U of T’s newly formed Student Mental Health Task Force organized in-person consultations at UTM last week as part of their feedback process to improve student mental health services.
On March 28, U of T President Meric Gertler announced a four-part plan to enhance student mental health and wellness services to all three campuses.
The first phase of the four-part plan is assembling a Task Force on Student Mental Health, which includes conducting a series of Outreach and Engagement programs to gather feedback on the Task Force’s four key areas of focus.
The four key areas include reviewing the current mental health services at campuses and making recommendations, reviewing the internal coordination of student support groups, reviewing and strengthening the community-stationed organizations and hospitals, and examining the physical spaces of mental health services.
“Student mental health is a serious issue here and at many university campuses,” says Trevor Young, Vice-provost and Dean of the Faculty of Medicine chairing the Student Mental Health Task Force.
“This is a real opportunity for students to share their experiences, learn about available services, and work with us to broaden our reach and improve our system.”
On September 19, as part of the Outreach & Engagement plan, in-person consultations were held at UTM with separate time slots allotted to students, staff, and faculty, and a targeted group student engagement session.
The in-person consultations invited the UTM community to share their input and recommendations for the Task Force’s initiative on student mental health in a face-to-face, open discussion environment.
To gather the major concerns for student mental health at UTM, The Medium attended the open group student engagement session led by U of T’s Innovation Hub.
Over ten students attended the focus group session at Spigel Hall in the Davis Building. Upon entering, the Innovation Hub administer assured students their feedback would be confidential.
Students who participated at the group session mainly expressed that student mental health care is hard to access on campus while student enrollment continues to rise.

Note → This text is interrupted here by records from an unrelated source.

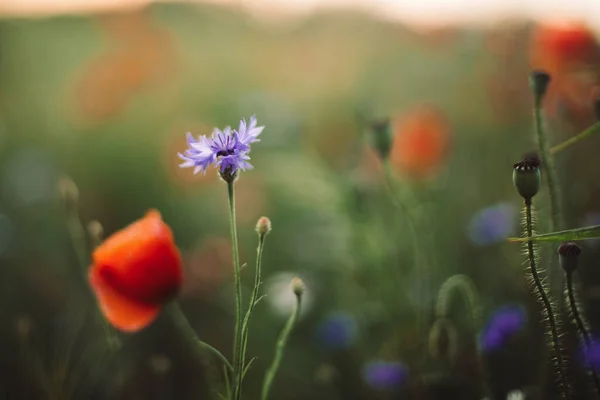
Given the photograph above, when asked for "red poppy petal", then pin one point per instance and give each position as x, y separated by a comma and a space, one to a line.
123, 313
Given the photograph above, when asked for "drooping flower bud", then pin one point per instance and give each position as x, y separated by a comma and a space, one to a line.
297, 286
527, 177
263, 226
381, 137
96, 232
69, 192
568, 255
538, 82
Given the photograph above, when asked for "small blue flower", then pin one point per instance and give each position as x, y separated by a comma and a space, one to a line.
591, 354
227, 149
501, 327
492, 224
338, 331
385, 375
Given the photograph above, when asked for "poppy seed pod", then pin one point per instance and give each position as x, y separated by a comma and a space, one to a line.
538, 82
568, 254
263, 226
527, 177
297, 286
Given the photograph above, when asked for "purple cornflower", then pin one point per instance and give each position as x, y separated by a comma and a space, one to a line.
501, 327
338, 331
492, 224
385, 375
227, 149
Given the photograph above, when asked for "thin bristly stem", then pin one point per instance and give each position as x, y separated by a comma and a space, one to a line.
580, 325
420, 270
551, 180
280, 348
237, 341
253, 301
183, 324
577, 138
546, 302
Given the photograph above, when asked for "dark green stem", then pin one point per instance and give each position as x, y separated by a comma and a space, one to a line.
580, 325
421, 270
577, 138
551, 179
546, 302
280, 348
253, 301
237, 361
182, 323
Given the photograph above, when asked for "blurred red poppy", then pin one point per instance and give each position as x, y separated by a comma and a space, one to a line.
420, 143
135, 271
571, 54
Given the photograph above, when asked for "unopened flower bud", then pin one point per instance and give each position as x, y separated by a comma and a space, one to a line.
442, 339
263, 226
381, 138
69, 192
527, 177
568, 255
538, 82
96, 232
297, 286
229, 175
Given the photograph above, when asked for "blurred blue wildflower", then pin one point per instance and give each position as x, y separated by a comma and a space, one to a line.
591, 354
492, 224
338, 331
227, 149
501, 327
385, 375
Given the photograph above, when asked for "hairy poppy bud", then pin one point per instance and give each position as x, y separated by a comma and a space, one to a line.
527, 177
538, 82
568, 254
297, 286
263, 226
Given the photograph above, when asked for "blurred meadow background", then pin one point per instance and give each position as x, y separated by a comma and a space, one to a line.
106, 98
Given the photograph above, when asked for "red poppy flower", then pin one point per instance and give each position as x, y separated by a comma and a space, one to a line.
135, 271
556, 46
420, 143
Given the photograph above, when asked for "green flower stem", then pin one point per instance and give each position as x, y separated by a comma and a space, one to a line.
280, 348
580, 326
78, 239
421, 270
586, 133
237, 341
183, 325
253, 300
545, 301
548, 165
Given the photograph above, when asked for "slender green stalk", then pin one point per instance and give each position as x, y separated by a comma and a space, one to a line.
577, 138
280, 349
253, 300
78, 240
550, 175
420, 262
237, 341
545, 301
183, 325
580, 325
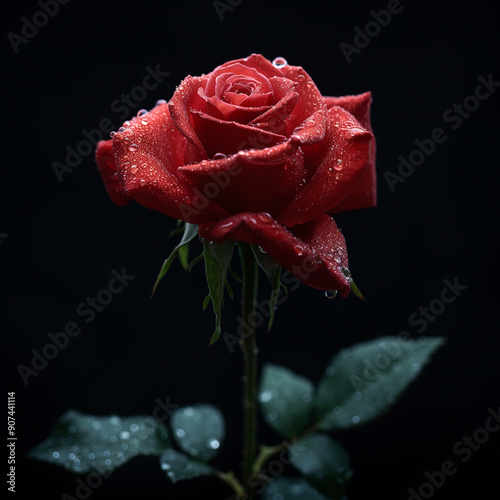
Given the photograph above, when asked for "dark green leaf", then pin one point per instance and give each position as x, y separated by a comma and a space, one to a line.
198, 430
325, 464
273, 272
190, 231
286, 400
217, 260
362, 382
86, 443
179, 466
288, 488
195, 261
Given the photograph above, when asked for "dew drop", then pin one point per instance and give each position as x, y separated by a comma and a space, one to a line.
213, 443
280, 62
265, 217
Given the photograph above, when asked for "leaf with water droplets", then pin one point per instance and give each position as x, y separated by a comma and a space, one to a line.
179, 466
199, 430
362, 382
325, 463
285, 399
87, 443
273, 272
217, 261
291, 488
190, 231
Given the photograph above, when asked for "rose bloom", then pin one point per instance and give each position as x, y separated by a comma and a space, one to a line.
252, 152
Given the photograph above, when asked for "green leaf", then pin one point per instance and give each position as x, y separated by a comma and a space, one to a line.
87, 443
199, 430
179, 466
286, 400
273, 272
190, 231
362, 382
217, 260
288, 488
325, 464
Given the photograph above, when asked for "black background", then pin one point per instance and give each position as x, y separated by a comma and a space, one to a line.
64, 238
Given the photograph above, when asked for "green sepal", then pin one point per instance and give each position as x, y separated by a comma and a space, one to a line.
190, 231
273, 272
217, 262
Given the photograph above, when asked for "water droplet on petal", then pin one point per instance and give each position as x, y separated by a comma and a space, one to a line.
265, 217
279, 62
213, 443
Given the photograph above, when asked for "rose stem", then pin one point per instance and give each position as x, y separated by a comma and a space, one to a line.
249, 346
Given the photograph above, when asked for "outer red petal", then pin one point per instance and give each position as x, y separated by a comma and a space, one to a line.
364, 194
186, 97
148, 153
256, 180
314, 252
343, 165
105, 160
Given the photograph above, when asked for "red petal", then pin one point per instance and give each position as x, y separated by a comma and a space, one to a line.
220, 109
186, 97
220, 136
106, 165
358, 105
148, 153
342, 167
314, 252
364, 193
265, 180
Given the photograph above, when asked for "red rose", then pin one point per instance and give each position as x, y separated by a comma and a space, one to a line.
252, 152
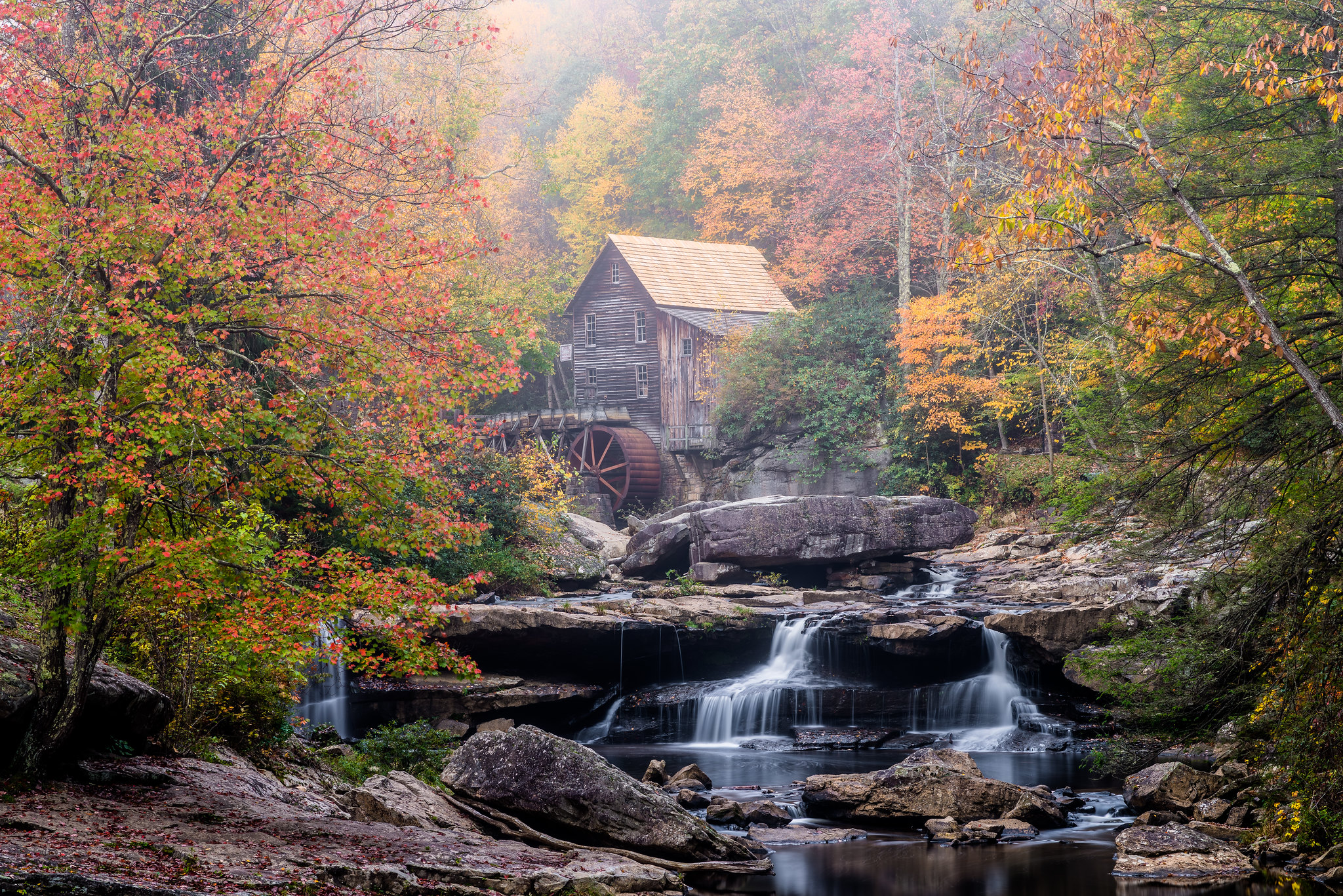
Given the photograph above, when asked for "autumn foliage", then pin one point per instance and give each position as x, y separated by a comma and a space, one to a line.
211, 303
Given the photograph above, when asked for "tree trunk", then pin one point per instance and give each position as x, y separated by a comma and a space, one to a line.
1252, 297
1049, 438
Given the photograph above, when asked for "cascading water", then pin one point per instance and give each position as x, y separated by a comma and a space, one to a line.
325, 700
978, 712
750, 707
601, 730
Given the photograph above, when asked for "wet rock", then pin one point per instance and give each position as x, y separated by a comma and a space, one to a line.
691, 777
1039, 811
657, 545
1016, 829
599, 537
719, 573
1229, 833
1157, 819
798, 834
943, 830
119, 707
454, 727
724, 811
841, 738
1176, 855
943, 783
780, 530
402, 800
566, 788
820, 528
1053, 632
692, 800
766, 811
926, 636
1212, 809
1170, 785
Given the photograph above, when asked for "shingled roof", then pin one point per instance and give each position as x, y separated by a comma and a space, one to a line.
715, 277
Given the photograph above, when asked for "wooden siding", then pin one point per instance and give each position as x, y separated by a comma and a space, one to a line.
681, 375
617, 355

Issues with the Health & Counselling Centre’s long waiting list, its location at the basement of the Davis Building, and its website inaccessibility were also brought up.
According to the Mental Health Commission of Canada, 75 per cent of people living with mental health problems reported they first surfaced between the ages of 16 and 25.
In Ontario, Health Canada reports that approximately 80 per cent of people aged 18 to 24 are attending college or university.
These statistics show a prevalence of mental illnesses at post-secondary institutions.
As part of the Outreach & Engagement Plan an open online consultation form inviting feedback from the U of T community on the four key focus areas is also available until October 15 on their website.
The other phases of the four-part plan include building a “culture of support” for students with information on student experience gathered by the Undergraduate Student Educational Experience (USEE) Expert Panel and School of Graduate Studies (SGS); working with Toronto health system partners for better student mental health services, and communicating with the provincial government about the need for more university student mental health resources.
The Task Force will gather feedback received from the consultation sessions and will provide recommendations to the President & Provost by December 2019 for the second phase of the four-part plan.